Deep Dish Pizza Pan
A cast iron pan will work -- the only issue is that it takes a lot longer to heat up than a thin aluminum baking pan. Your crust might not brown up as well -- since deep dish crust is smooshed into the pan, the pan can't be pre-heated.
You could give the pan a head start by warming on the stove after loading in the pizza but before popping in the oven.
I have used a 12" cast iron camp oven for deep dish pizza -- at campouts and at home during summer (when I didn't what to heat up the kitchen.) Eight briquettes on the bottom arranged in a circle and 16 briquettes on the top scattered randomly. Rotate pan and lid every 10 minutes.
PSTK coated pans from Lloyd industries are what many deep dish operators use.
American Metalcraft and Chicago metallics also both make good quality pans. Whoever you buy from, you want a dark-colored hard-anodized aluminum pan, not a shiny one. "Nesting" pans have sloping sides, and are easier to get the pie out of. Stackable ones are straight. I don't remember what Gino's uses.
Or, have two or four pizza's shipped to you from Lou Malnati's and they will through in a pan for $15. Gotta have something suitable to bake those pies in! Can't say Lou's is my favorite seep-dish -- the crust is a little too greasy for my tastes. They are easily in the top 5 Uno/Due are deep-dish perfection -- they would be my absolute favorite, but Giordano's stuffed is the one pie that rules them all.

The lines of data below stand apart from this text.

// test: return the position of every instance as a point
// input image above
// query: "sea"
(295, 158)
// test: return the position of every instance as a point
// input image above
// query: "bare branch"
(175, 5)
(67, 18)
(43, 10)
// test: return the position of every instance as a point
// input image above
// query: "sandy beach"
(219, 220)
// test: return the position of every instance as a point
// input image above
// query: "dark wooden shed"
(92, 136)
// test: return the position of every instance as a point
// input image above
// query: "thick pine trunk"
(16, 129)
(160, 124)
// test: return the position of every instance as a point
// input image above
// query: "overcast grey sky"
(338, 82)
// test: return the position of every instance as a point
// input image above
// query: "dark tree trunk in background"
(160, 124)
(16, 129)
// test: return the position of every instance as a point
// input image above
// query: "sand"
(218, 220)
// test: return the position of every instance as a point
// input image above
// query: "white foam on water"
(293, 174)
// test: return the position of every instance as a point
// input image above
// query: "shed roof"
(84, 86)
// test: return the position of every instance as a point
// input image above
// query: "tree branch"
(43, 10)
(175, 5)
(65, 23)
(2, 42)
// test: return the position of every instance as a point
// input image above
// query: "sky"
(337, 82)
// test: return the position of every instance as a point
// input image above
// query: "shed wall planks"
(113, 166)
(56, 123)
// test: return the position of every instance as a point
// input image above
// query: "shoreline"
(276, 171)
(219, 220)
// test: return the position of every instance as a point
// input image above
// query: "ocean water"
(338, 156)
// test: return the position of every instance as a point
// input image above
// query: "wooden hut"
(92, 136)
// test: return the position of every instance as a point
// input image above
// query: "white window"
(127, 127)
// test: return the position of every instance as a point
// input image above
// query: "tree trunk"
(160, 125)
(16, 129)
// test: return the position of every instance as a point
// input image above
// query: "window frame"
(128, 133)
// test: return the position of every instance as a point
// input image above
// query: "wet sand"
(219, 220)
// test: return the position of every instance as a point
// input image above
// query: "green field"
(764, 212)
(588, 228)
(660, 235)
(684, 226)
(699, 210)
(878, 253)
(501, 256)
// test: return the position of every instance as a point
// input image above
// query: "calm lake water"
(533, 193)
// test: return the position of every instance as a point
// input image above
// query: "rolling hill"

Chicago Metallic makes a 14" diameter x 2" deep non-stick pan that works well. Allied Metal Spinning makes a number of models in plain aluminum.
Just to save the heartache, a home chef will probably never get the pans seasoned like the thoroughly blackened beauties at the classic Chicago deep-dish (Gino's East, Lou Malnati's, Uno/Due) and stuffed (Giordano's, Connies, Nancy's). With the right dough and sauce recipes, you can get a pretty decent pie. Enjoy!
BTW, anyone see the Throwdown vs. Lou Malnati's. NY guys like Flay just don't get "the Chicago way". He was at least a good sport.